As the cost and number of dual-eligible beneficiaries continue to rise, the Obama administration's point person on this patient population told impatient senators at a hearing today that ideas for cost savings will not come until next year.
Administration official says more time needed on dual eligibles
“What we need right now is a little more time,” Melanie Bella, director of the Medicare-Medicaid Coordination Office in HHS, said when the members of the Senate Finance Committee pressed her for concrete ideas or recommendations to lower the spiraling costs for beneficiaries who are eligible for both Medicare and Medicaid.
The plea for patience in addressing a decades-old problem responsible for a growing share of federal healthcare costs drew bipartisan incredulity.

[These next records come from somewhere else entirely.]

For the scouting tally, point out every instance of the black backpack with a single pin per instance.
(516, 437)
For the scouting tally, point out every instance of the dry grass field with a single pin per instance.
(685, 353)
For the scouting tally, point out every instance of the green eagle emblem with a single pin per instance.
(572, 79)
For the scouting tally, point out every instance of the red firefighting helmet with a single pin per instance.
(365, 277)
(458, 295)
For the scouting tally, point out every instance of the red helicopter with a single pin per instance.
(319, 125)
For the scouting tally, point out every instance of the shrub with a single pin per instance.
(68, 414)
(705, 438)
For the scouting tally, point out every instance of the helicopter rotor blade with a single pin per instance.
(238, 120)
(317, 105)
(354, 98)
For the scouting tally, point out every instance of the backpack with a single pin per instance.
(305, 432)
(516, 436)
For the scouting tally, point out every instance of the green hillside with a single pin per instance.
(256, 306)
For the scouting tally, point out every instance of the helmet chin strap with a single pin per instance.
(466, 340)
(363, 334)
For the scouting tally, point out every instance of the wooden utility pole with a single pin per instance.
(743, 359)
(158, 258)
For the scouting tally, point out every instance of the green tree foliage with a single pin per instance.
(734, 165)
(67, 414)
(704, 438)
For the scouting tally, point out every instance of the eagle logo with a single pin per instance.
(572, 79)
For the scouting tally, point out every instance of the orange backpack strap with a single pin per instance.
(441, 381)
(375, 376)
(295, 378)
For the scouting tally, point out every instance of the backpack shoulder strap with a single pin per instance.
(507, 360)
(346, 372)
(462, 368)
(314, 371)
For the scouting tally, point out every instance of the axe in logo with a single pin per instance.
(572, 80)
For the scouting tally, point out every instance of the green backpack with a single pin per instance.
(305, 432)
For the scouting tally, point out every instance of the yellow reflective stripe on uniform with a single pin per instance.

“She is a good person, but if you ask me, this country has been pretty much treading water on this for decades now,” Sen. Ron Wyden (D-Ore.) said to reporters after the hearing.
Senators from both parties pointed out that the administration's current pilot project testing care coordination and spending innovations on a tiny segment of the 9 million dual eligibles is only the latest in decades of limited attempts to the control the rising cost of dual-eligible care. Sen. Max Baucus (D-Mont.), the panel's chairman, pointed out that dual eligibles now consume nearly half of Medicaid's spending, despite accounting for only 18% of its patients.